DeStefano: When I began writing Wither, I intended it to be a short story, and I wasn’t giving too much thought to the audience. I knew that I had a young protagonist, but several of the story’s themes are quite dark, and so I thought it best to see how it all played out. However, I showed an early draft of the first several pages to my agent, and she believed it would be most suited for a YA audience.
Cole: One of the themes seems to be the consequences of tampering with human genetics. Is that correct and can you elaborate?
DeStefano: I think Wither can mean many different things for different readers, and none of those things would be wrong. In Wither, an attempt to save humanity causes its slow demise. It’s a world wherein everything is slowly dying, from flowers to buildings to people. Whether that’s a consequence, a parable, a forewarning or a mere source of entertainment is up to readers to decide.
Cole: Central to the story is the idea of young girls being taken into bondage and forced to marry.

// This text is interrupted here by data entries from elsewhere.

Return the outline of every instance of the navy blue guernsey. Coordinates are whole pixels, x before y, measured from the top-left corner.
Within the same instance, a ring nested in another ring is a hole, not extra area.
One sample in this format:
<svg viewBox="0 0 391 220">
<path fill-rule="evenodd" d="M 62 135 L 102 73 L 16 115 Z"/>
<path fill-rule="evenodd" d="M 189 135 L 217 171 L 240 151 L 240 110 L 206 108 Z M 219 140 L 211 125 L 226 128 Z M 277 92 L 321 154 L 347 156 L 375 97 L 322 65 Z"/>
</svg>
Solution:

How and why did this concept work its way into the novel?
DeStefano: All I knew when I began this story was that my narrator was in a dark place and that she was frightened and wanted to go home. I wasn’t sure, yet, where she was headed. I kept writing to find that out. The things that happened to her, and the personalities of her sister wives, and even the fact that she had sister wives manifested as the story progressed.
Cole: Readers acquire a deeper understanding of Linden’s role in holding the young girls captive, his attitude toward them, and his relationship with his father. Can you talk about how his personality evolved as you wrote the story?

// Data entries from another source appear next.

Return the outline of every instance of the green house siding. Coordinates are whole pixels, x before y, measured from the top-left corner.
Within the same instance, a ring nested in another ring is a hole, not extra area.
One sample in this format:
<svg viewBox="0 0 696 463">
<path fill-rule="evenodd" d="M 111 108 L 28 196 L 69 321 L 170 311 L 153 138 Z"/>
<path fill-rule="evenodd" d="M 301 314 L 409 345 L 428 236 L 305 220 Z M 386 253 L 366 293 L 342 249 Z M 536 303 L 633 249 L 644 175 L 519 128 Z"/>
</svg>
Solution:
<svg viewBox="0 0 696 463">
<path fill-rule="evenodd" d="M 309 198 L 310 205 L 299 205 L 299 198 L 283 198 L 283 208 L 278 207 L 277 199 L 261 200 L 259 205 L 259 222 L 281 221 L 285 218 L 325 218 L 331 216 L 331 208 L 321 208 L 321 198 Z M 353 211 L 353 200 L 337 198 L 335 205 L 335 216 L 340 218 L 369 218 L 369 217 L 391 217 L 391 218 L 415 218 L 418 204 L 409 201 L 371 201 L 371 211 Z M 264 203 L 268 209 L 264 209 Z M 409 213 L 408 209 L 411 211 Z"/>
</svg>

DeStefano: Initially, I did think Linden would be a sort of villain. But I came to learn that he’s not the one holding the girls captive; he’s bereft and naïve, and he lives in a fantasy world his father has created for him. Rhine, in playing the part of a good wife, recognizes this about him, which created one of my favorite dynamics within this story.
Cole: What was your most challenging aspect of writing the book? And can you identify and elaborate on a major turning point in the development of the novel?
DeStefano: The hardest part for me is always the beginning. I’m not much of an outliner, and I’m always plunging into unfamiliar waters. I’d say there were many major turning points, but the one that stands out the most is when I realized Linden, Rhine’s betrothed, was not so easy for Rhine to hate. Linden surprised me, but so did Rhine’s sister wives. Cecily, the youngest bride, is meddlesome and conniving, but hardly the villain I expected when I wrote her first lines. The oldest wife, Jenna, becomes an ally for Rhine, and the tragedy of her past surprised me. There are friendships where I expected enemies, and there’s love where I expected rivalry.
Cole: You quote from T.S. Eliot’s “The Hollow Men” in the opening: “This is the way the world ends. Not with a bang but a whimper.” Can you talk about the connection between Eliot’s line and the story?
DeStefano: Wither is what I like to refer to as a “what if” world. What if none of us had natural genes anymore? What if we knew at what age we would die? These sorts of thoughts flit through my head on any given day, and somehow the idea for Wither caught a snag in my brain. In Wither’s opening, several girls are huddled together in darkness, one body indistinguishable from the next, and that was very much the sort of image I had in my head when I first read “The Hollow Men.”
Cole: What can you tell readers about the upcoming books in the trilogy?
DeStefano: Only that the story isn’t over for any of these characters just yet.